Quem costuma ser castigado nestes períodos de convalescença do
capital é o povo trabalhador. São tempos nos quais se intensifica a
chantagem, que dispara na proporção em que aumenta a ameaça do
desemprego, e se agravam as condições de trabalho e de vida de toda a
gente. Enquanto isso, o patronato, os especuladores e os grandes
acionistas contam com os Estados corruptos para lhes socorrer ao
primeiro sinal de bancarrota.
Por outro lado, as crises
capitalistas são momentos que demandam mobilização redobrada por parte
das classes populares, seja porque os avanços do capital sobre as
massas se mostram ainda mais ferozes, seja porque constituem momentos
decisivos do ininterrupto enfrentamento de classes, sendo determinantes
para a definição dos rumos, estratégias e organização do processo
revolucionário encabeçado pelo proletariado.
Especialmente se a crise na qual o sistema se afunda não for apenas de
caráter parcial, mas sim um verdadeiro colapso das relações de produção
e dos fundamentos políticos que sustentam as ditaduras burguesas.
Ocorre que se agrava a olhos vistos a crise em que se afundou o sistema
financeiro do capitalismo monopolista em sua fase atual. No último dia
5 de setembro, uma sexta-feira, a atual administração ianque realizou
uma das maiores intervenções nos mercados financeiros da história,
mobilizando 200 bilhões de dólares em recursos públicos para resgatar
duas empresas de agiotagem hipotecária, a Fannie Mae e a Freddie Mac,
do lamaçal que se criou em todo o mundo por causa das altas taxas de
inadimplência no USA.
A administração Bush correu para salvar os executivos e investidores de
duas empresas picaretas que, quando a crise as pegou em cheio, passaram
a declarar os riscos menores do que realmente eram, a fim de
sobrevalorizar ilegalmente suas ações e manterem até onde fosse
possível os rendimentos milionários dos seus altos executivos.

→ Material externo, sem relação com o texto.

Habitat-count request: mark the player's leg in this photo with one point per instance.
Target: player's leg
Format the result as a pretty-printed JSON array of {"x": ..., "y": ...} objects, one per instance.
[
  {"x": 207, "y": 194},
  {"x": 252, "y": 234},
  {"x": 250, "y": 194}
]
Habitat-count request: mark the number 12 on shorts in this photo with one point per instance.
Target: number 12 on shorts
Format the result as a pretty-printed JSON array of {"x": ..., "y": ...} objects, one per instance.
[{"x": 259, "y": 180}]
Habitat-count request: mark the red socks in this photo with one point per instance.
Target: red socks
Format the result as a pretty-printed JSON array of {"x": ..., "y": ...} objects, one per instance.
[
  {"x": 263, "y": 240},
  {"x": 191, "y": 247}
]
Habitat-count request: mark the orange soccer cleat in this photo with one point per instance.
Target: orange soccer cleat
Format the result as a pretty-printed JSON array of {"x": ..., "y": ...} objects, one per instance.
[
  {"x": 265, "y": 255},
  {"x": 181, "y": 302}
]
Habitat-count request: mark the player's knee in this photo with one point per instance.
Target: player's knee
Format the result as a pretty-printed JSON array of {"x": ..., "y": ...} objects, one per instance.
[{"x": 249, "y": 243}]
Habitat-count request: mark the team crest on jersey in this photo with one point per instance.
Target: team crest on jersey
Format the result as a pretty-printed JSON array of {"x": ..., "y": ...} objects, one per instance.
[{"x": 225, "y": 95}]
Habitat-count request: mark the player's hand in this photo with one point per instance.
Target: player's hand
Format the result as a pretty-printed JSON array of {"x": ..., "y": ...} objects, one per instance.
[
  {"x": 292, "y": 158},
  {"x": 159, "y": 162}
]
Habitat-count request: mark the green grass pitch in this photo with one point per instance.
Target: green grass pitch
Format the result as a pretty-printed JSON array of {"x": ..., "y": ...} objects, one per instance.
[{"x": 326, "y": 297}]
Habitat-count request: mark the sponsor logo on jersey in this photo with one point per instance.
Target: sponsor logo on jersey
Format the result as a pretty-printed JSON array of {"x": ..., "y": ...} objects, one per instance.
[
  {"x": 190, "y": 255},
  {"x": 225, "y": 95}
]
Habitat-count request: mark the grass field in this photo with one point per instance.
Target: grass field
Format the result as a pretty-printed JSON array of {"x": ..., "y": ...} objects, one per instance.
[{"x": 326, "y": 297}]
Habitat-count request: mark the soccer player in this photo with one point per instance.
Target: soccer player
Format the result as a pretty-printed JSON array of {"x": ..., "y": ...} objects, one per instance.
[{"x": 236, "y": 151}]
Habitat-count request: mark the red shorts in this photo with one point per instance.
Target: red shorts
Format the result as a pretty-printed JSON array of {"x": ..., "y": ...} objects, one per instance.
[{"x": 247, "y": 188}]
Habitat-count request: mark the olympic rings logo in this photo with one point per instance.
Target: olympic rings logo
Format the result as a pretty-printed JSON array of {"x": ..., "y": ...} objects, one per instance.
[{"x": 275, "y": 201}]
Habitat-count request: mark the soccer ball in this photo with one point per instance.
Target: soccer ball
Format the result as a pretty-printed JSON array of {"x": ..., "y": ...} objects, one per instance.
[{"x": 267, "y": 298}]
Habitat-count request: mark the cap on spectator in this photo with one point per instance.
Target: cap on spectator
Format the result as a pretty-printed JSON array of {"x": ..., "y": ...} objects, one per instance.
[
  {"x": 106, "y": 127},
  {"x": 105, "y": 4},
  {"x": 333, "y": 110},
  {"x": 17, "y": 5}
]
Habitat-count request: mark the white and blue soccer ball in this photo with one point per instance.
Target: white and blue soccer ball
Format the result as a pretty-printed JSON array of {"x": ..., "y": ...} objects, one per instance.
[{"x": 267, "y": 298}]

Tudo com
a conivência de deputados e senadores das comissões financeiras do
Congresso do USA, comprados com o dinheiro sujo da agiotagem
institucionalizada.
Por aqui, os que gerenciam os interesses das classes dominantes
concordaram com a mãozinha que Bush deu, com recursos do povo, àqueles
que roubam o povo. No dia oito de setembro a administração Luiz Inácio
promoveu em Brasília um seminário chamado "Desenvolvimento econômico:
crescimento e distribuição de renda", no qual atuais ministros e
ex-titulares da pasta da Fazenda se confraternizaram com elogios mútuos
e deboches direcionados aos cidadãos.
Muitos dos presentes foram responsáveis pelo Proer — o amplo programa
brasileiro de repasse de dinheiro público aos banqueiros, levado a cabo
durante a administração de Cardoso.
A economista do PT Maria da Conceição Tavares, uma das figuras adoradas
pelos esquerdistas de riso fácil, chegou a declarar ao jornal O Globo
que "é uma boa" o fato de nosso sistema bancário ainda não estar
comprometido pela crise atual. Pode-se supor que ela, uma das "estrelas
do PT", avaliza também a política de Luiz Inácio que opera o milagre da
duplicação dos lucros bancários a cada seis meses.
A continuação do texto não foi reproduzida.